From Cornish Mines to the World

The area of Britain where you’ll find the most Tickle families is Lancashire, but the name is also commonly found in the counties at the far southwest of England – Cornwall & Devon – although Cornish people will tell you that Cornwall is not a county, but a duchy! It has a distinct history and culture and is recognised as one of the Celtic nations, with its own language, still spoken a little today. 

Cornwall is wild and beautiful, with a rugged coastline. In the past, it had a large pilchard fishing fleet. During the fishing season, which ran from summer to autumn, millions of fish were landed at the four main Cornish ports of Falmouth, Fowey, Penzance and St Ives. The fishermen at sea were helped by “huers”, lookouts on the cliff tops, who helped to locate shoals of fish. Huer’s huts are still to be found near some Cornish fishing ports.

Rich deposits of copper, tin, and other minerals, such as arsenic, silver, and zinc, were mined in the county as far back as 2000 BC. Mining reached its peak in the early 19th century, after the industrial revolution. Metal was in demand and the price was high. At this time, Cornwall was one of the most industrialised parts of Britain and the biggest producer of copper in the world. There were almost 2,000 working mines and copper mining employed up to 30% of Cornishmen. Many of these mines were deep, and sometimes even ran beneath the sea. The invention of pumping equipment made it possible to remove underground water in order to mine far deeper than was previously possible. Then, in the mid 19th century, bust followed boom. Large copper deposits were discovered in other parts of the world and the competition depressed the price to a level that made the extraction of Cornish copper unprofitable.

Tin ore had been found in some of the deeper Cornish mines and tin mining began to take over from copper, although it was on a smaller scale and so did not require such a large workforce to extract it. To access the tin, miners had to go to deeper levels, which led to more problems with drainage. The working conditions were extremely poor. Underground it was hot, damp, and dusty. Miners often suffered from diseases such as bronchitis, silicosis, TB and rheumatism. Coupled with the dangers of flooding and collapse of the mines, this led to a short life expectancy. J.C. Burrows took some wonderful photographs in 1890 showing conditions in Cornish tin mines. 

photograph of Cornish miner
Miners in a Cornish mine, photograph by J.C. Burrows, 1890s.

The historical novels, Poldark, by Winston Graham (and the BBC TV adaptions of the novels) are set around this time.
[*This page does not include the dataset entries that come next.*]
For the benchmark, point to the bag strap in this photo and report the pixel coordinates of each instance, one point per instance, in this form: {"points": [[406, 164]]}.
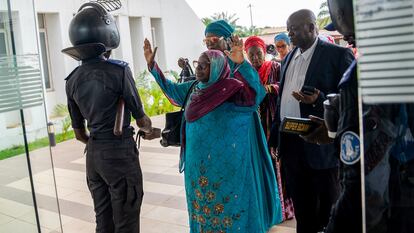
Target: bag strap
{"points": [[188, 94]]}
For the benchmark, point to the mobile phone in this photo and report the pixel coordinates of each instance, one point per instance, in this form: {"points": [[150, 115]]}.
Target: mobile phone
{"points": [[308, 90]]}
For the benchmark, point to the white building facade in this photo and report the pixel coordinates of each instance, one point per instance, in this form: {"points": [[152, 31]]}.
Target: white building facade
{"points": [[169, 24]]}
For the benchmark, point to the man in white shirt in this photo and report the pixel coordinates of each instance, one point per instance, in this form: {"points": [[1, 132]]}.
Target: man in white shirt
{"points": [[310, 170]]}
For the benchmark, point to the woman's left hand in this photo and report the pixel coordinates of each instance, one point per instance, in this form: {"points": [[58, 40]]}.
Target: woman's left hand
{"points": [[148, 53], [236, 52]]}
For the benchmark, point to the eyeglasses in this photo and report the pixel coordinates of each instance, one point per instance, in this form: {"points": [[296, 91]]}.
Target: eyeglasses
{"points": [[202, 65], [212, 39]]}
They show something of both the risky capitalism involved in mining and the hunger, hardship, and danger faced by the miners.

Tin mining increased rapidly until around 1870, when vast new discoveries in Australia and elsewhere led to the collapse of Cornish tin mining in a similar way to the earlier collapse of the copper mines. The insecurity of employment during the 19th century led to huge numbers of miners emigrating. Cornish mining expertise was highly valued and mining companies in several countries employed agents to recruit men from the Cornish mines. Cornish engineering companies developed an export trade in mining machinery and skilled men were needed to install and work the machinery. 

Cornish miners became dominant in the 1850s in the iron and copper districts of northern Michigan in the United States, as well as in many other mining districts. In the first six months of 1875, over 10,000 miners left Cornwall to find work overseas, and it is estimated that 250,000 people left Cornwall between 1841 and 1901. They are known as the Cornish diaspora, and are found elsewhere in Britain, as well as in the United States, Canada, Australia, Argentina, New Zealand, Mexico, Panama, South Africa, the Samoas and Brazil.

The emigrants were mostly miners, although they also included farmers, merchants and tradesmen. By the late 19th century it is said there was barely a mine in the world that did not have Cornish labour, and many had Cornish mine captains. There is a common saying in Cornwall that “a mine is a hole anywhere in the world with at least one Cornishman at the bottom of it!” 

Sometimes men would travel abroad alone, working for short periods before returning home. A Cornish miner who made these journeys became known in Cornwall as a “Cousin Jack”. Some men moved almost permanently and left their families behind, sending back money to support them; others brought their family out once they were settled. Those who were single often married into the local communities. 

The majority of people in Cornwall belonged to the Methodist Church and the Cornish emigrants took their culture with them. Cornish communities were founded in Canada, the Mid-West of the America, and South Australia. Methodism was part of this strong cultural identity and may identify the origins of families in these countries as Cornish. 

As many Lancastrian Tickles were miners, I initially wondered whether some Tickle families might have migrated to Cornwall from Lancashire to work in the mines. Although that’s possible, I haven’t yet found any connections between families in Lancashire and Cornwall. Perhaps DNA will provide answers to questions about ancient links? If you’re a male Tickle or Tickell descended from a Cornishman, do please consider participating in the Y-DNA project.